British car manufacturing output fell by over a fifth in the first half of 2019, according to new data revealed on Wednesday by the Society of Motor Manufacturers and Traders (SMMT).
Car manufacturing output declined by 15.2% in June, making it the 13th consecutive month of negative growth.
Additionally, the industry body said that at least £330 million has already been spent by the sector on Brexit contingency plans.
The money has been spent on stockpiling materials and components, securing warehousing capacity and investing in new logistics solutions, additional insurance and training in new customs procedures, said the SMMT.
Equally, inward investment into the sector practically stopped in the first half of the year, as newly pledged investment was down over 70% to £90 million.
“Today’s figures are the result of global instability compounded by ongoing fear of ‘no deal’. This fear is causing investment to stall, as hundreds of millions of pounds are diverted to Brexit cliff-edge mitigation – money that would be better spent tackling technological and environmental challenges,” Mike Hawes, SMMT Chief Executive, commented on the data.

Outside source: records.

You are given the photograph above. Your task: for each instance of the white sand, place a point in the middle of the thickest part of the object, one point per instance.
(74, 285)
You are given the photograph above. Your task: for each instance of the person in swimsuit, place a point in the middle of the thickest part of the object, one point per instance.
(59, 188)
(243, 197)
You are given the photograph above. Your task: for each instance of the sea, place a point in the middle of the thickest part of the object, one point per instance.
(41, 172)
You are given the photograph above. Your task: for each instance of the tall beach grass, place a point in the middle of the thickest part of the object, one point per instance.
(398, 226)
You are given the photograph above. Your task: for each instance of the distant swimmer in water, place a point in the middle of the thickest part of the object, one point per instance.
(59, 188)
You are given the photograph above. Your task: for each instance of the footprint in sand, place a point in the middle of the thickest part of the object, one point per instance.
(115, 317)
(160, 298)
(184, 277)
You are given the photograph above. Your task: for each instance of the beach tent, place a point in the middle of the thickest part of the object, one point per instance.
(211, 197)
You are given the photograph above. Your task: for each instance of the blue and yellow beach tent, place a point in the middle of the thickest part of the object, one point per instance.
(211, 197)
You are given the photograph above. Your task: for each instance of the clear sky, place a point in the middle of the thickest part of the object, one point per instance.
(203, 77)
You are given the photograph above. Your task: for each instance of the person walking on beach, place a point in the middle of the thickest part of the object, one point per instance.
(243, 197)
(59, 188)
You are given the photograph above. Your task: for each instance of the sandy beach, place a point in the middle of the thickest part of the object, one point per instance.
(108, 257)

“The industry’s foundations are fundamentally strong, however, and we’re ready to work with the new government to build on these through the industrial strategy. We need an internationally competitive business environment to encourage more investment, more innovation and more growth,” Mike Hawes continued.
“That starts with an ambitious Brexit deal that maintains frictionless trade and we look to the new administration to get a deal done quickly so manufacturers can get back to the business of building cars and helping deliver a brighter future for Britain.”
In June, the Chief Executive of SMMT said that a no-deal Brexit is “not an option” now for the automobile sector.
Automotive manufacturing delivers £18.6 billion to the UK economy each year, making it one of the nation’s most important economic assets.
The success of the sector, however, is dependant on a free and frictionless trade with the European Union. Leaving the union without a deal will lead to the imposition of tariffs, the SMMT added, costing roughly £4.5 billion a year.